I think most of the things you find missing there were not left out for efficiency, but because it was rightly considered that they don't belong in the language spec at all.

[1] By the "Scheme standard" I mean R5RS.

kragen · on May 1, 2011

I agree, none of these features have much to do with the difficulty of just-in-time compilation. The stellar performance results Mike Pall is getting with LuaJIT, which has all of those features, kind of prove that. They do, however, have a lot to do with the usability and dynamic feeling of a language. This makes their absence from most Schemes less understandable.

> As for reflection, I see that mainly as a tools/debugging aid

You can use it that way, but you can also use it for metaprogramming.

> "Dynamic" languages have reflection in their definition because they are mostly defined by implementation.

Plausible.

> That said, the Scheme standard doesn't preclude reflectivity at all, nor seems particularly compile-oriented to me. Nowhere it is assumed that implementations be compilers at all.

True.

swannodette · on May 1, 2011

Most of the things you've said I imagine don't apply to Racket, I didn't say anything about Scheme in my original post.

kragen · on May 1, 2011

Well, I imagine they do, but I'd be interested in finding out whether my imagination is misleading me. Which things I said don't apply?

justincormack · on May 1, 2011

Indeed. The LuaJIT interpreter with JIT disabled is a similar speed to V8 in most benchmarks.

dman · on April 30, 2011

Done leave common lisp out - sbcl is no slouch and hasnt been for quite some time.

swannodette · on April 30, 2011

Totally forgot, Common Lisp's performance w/o sacrificing dynamism is what got me excited about Lisp in the first place.

kragen · on May 1, 2011

My very limited experience with SBCL has been that, although you can get performance that's considerably better than CPython, you don't get close to C performance without sacrificing dynamism and safety.

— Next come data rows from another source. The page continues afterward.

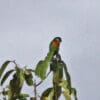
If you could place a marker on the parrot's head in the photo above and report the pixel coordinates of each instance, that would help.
(56, 41)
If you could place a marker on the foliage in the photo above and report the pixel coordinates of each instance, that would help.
(56, 66)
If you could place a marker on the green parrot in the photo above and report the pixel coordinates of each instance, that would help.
(42, 65)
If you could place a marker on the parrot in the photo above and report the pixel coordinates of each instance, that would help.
(42, 65)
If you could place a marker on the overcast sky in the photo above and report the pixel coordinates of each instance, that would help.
(28, 26)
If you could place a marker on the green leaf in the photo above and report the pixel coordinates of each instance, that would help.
(6, 76)
(66, 95)
(46, 93)
(74, 93)
(29, 79)
(41, 69)
(3, 67)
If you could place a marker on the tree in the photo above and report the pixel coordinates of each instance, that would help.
(56, 65)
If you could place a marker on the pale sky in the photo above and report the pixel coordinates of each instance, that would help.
(28, 26)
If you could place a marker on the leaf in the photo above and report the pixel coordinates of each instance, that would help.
(6, 76)
(46, 93)
(41, 69)
(3, 67)
(74, 93)
(66, 95)
(29, 79)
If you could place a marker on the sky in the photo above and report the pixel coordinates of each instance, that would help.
(28, 26)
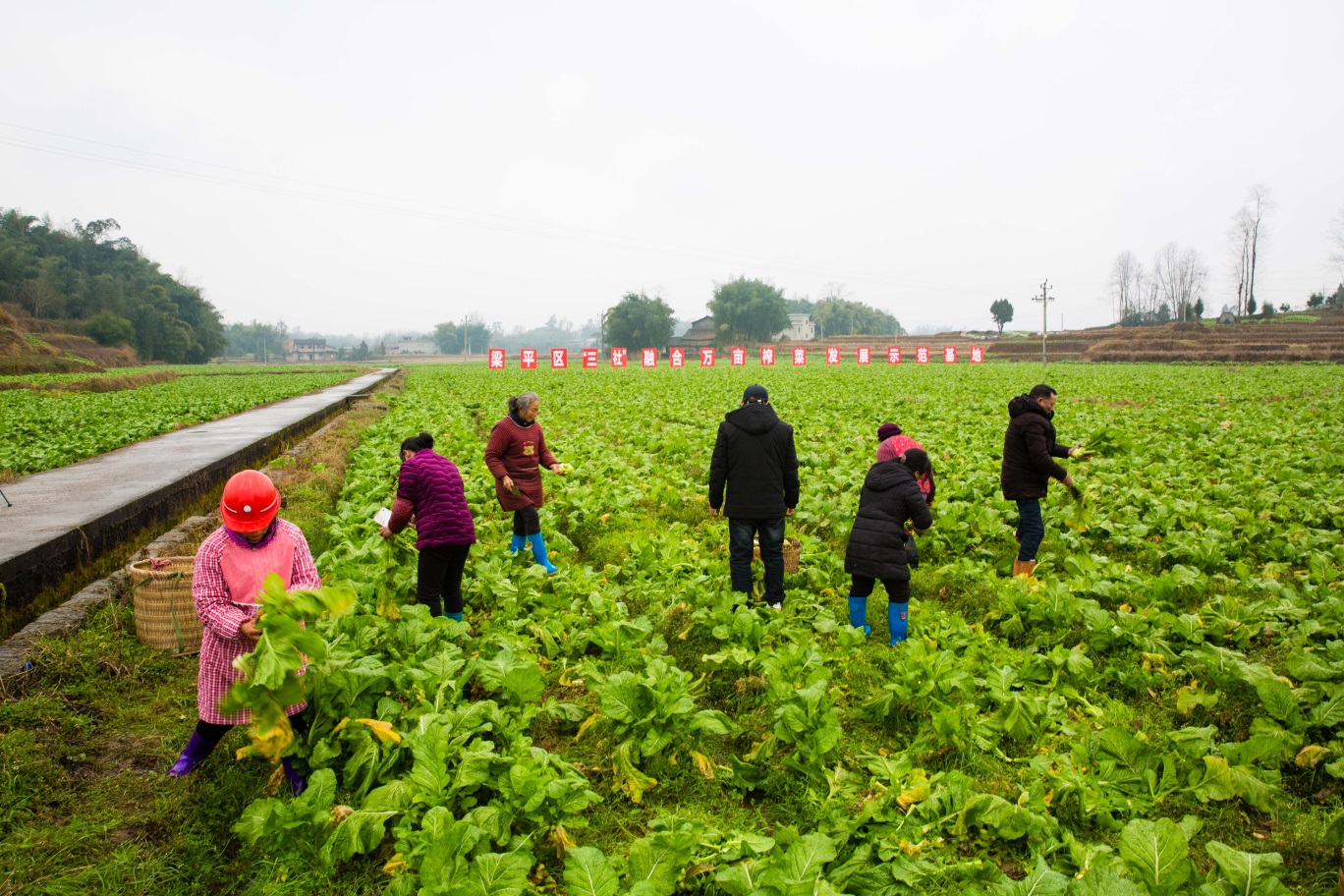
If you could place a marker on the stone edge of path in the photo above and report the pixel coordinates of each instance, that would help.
(72, 614)
(26, 574)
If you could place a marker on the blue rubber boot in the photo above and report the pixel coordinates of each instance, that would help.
(196, 754)
(859, 614)
(539, 552)
(898, 620)
(298, 783)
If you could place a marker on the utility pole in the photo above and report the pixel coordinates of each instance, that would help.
(1044, 299)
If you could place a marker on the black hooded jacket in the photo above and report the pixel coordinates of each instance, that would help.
(755, 457)
(876, 541)
(1030, 450)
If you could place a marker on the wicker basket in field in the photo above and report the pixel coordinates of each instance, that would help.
(792, 551)
(165, 615)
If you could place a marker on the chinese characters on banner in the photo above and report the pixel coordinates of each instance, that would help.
(530, 358)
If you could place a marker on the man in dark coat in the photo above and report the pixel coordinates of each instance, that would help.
(755, 458)
(1030, 452)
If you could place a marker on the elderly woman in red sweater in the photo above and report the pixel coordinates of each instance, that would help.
(515, 454)
(429, 489)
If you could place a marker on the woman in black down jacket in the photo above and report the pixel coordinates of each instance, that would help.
(890, 500)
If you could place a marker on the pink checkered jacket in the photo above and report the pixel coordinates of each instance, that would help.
(227, 577)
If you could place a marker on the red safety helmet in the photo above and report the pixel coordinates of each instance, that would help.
(251, 501)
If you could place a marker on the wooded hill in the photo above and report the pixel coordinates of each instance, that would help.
(86, 281)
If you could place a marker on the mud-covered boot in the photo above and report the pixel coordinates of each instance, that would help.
(196, 754)
(539, 554)
(298, 783)
(898, 620)
(859, 614)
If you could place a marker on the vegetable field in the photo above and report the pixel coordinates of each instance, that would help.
(43, 430)
(1161, 712)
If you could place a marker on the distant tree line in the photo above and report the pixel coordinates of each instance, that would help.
(745, 310)
(99, 285)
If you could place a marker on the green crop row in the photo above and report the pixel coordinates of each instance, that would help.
(43, 430)
(1161, 712)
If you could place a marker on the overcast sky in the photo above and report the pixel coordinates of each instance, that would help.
(365, 167)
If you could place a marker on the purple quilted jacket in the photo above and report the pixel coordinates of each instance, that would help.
(433, 488)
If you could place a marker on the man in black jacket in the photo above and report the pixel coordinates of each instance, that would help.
(755, 457)
(1029, 465)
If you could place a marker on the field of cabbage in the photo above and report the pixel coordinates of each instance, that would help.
(1161, 712)
(40, 430)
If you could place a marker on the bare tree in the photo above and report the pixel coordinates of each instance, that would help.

megaman821 · on April 30, 2011

Wow, it looks like Python (PyPy) is with an order of magnitude of C on every benchmark. Nice work!

john7 · on May 1, 2011

Can numpy be used with pypy? Or are there plans for that?

kingkilr · on May 1, 2011

There are plans, but nothing yet, this reddit thread has some decent information: http://www.reddit.com/r/Python/comments/h0uuv/pypy_15_releas...

hyperbovine · on May 1, 2011

I'd like to second the request for a very detailed blog post written by one of the PyPy devs on how interested parties can contribute to the development of Numpy on PyPy. Lack of Numpy support is the showstopper for me and a lot of other people in terms of switching over -- almost everybody who wants faster Python is using Numpy in some way or another :-) This is something I would be really interested in working on.

cdavid · on May 1, 2011

Not really, numpy depends too much on cpython internals. There is an interest in rewriting numpy for pypy, but I am not sure whether this is the best way of doing it. From what I understand, the choice is between better pypy's compatibility with C extensions (easier, but slower because of cpython emulation in pypy) vs rewriting it for pypy (harder, but would benefit more from pypy).

wnoise · on April 30, 2011

Why did they decide on a name that can easily be (mis)pronounced as a synonym for urine? That just seems like a poor branding decision, up there with "blur-ray".

timknauf · on April 30, 2011

I've always pronounced it like "pie pie". (But then again, maybe that's because I already knew the "py" was the first syllable of the word "python"?)

wriq · on April 30, 2011

Worked out ok for Nintendo on the Wii...

wnoise · on April 30, 2011

Fair enough.

Symmetry · on May 1, 2011

I wouldn't say Blu-ray has much to worry about on the "blur-ray" front. Plays on words like that are damaging when they call attention to real or perceived weaknesses in a product, but while I can think of a lot of mean things to accuse Blu-ray of, blurry simply isn't one of them.

njharman · on May 1, 2011

What language uses "ee' sound for "y"?

And who pronounces blue, blur?

euccastro · on May 1, 2011

Spanish does.

Not agreeing with grandparent, though. Lots of people admit to playing with their Wiis for hours a day.

wnoise · on May 1, 2011

It's not pronouncing "blue" as "blur", but extending or duplicating the r.